Holy Week Spiritual Practice: Letting Go

When God Walks Away: A Dark Night Companion

When God Walks Away: A Dark Night Companion

Each day of Holy Week, I will post spiritual practices from my book, When God Walks Away. The book (pictured) likens the dark-night journey to the events of Holy Week. Since engaging with art can be a spiritual practice, you will notice references to music, films, and visual artworks in addition to more traditional forms of spiritual discipline.

I hope these practices provide nourishing soul food as you make your way toward Easter.

Books:

Time Quartet by Madeleine L’Engle (anthology of A Wrinkle in Time, A Wind in the Door, A Swiftly Tilting Planet, and Many Waters): Though marketed as “family values” reading, there’s more—much more—here. The heroes, including the supernatural ones, nestle into our souls; we grow to love them because somehow these people, these stories, are our people, our story.

The Lion, the Witch, and the Wardrobe and Prince Caspian by C. S. Lewis: Volumes One and Two of the Narnia Chronicles, these books attest to God’s love for, trust in, and dependence on children. Who would not trust their beloved son or daughter to Aslan’s care?

Film:

A River Runs Through It directed by Robert Redford: This simply beautiful movie closes with a sermon for all who love someone.

Fiddler on the Roof directed by Norman Jewison: A jovial Job figure, Tevye is losing his children and his home. He takes it all in stride until one event rocks his faith. Fiddler is proof that musicals need not be fluff.

Endurance Exercises:

Letters of Hope: Compose a letter expressing your best hopes for someone who walks with you through the Night. Either deliver the letter or offer it as an intercessory prayer.

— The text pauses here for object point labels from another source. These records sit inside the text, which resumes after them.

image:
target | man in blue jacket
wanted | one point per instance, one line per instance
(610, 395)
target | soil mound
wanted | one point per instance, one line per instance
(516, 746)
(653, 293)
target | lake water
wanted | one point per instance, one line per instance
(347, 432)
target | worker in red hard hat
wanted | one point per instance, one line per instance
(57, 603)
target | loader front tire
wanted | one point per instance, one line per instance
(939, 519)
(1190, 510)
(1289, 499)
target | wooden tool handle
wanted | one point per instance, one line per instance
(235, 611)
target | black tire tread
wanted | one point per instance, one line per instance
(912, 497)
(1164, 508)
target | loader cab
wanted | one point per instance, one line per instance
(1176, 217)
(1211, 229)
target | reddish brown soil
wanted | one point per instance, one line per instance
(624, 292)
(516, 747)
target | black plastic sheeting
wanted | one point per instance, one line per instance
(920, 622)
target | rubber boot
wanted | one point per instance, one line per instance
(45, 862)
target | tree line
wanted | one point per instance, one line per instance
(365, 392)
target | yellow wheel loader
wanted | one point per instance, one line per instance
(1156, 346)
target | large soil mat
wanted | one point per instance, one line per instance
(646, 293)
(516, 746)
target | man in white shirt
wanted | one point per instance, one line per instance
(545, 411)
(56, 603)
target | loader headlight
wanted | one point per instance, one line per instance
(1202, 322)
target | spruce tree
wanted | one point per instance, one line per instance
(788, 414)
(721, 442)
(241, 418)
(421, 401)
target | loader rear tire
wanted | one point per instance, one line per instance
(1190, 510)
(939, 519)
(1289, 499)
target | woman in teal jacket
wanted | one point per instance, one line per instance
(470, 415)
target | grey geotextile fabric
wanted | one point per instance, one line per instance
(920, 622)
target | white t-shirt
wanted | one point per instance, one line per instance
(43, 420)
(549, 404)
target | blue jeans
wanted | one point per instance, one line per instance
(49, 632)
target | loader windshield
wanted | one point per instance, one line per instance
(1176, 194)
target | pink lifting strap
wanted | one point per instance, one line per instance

Gethsemane Ponderings: After reading the gospel accounts of Jesus’ Gethsemane prayer, create a poem or artwork that expresses its message for your Dark-Night journey.

Into God’s Hands: Visualize a loved one for whom you have concern: holding a photo of the person may help. Then speak each concern aloud, followed by the words, “Into Your Hands.”

Music:

“Beautiful Boy” by John Lennon: “Life is just what happens to you when you’re busy making other plans”—wise advice from father John Lennon to his son and good for us to remember in the Night.

“Bring Him Home” from Les Miserables by Alain Boublil and Claude‑Michael Schönberg: When Colm Wilkinson sings “Bring Him Home” (the Broadway album), it’s almost unbearable. His anguished prayer pleads with a desperation parents know well. In the 2013 film version of Les Mis, Hugh Jackman brings his own sense of beauty and pathos to the song.

Visual Art:

The Lost Sheep by Alfred Soord*: Most Good Shepherd depictions look like someone who wouldn’t last a day out of doors. But here is a determined, muscular shepherd with whom I can trust my lambs.

Migrant Mother by Dorothea Lange*: Feel hopeless to protect your children? Lange’s photo mirrors our anguish even as it tears out our hearts.

* Find these artworks in your neighborhood or Internet library.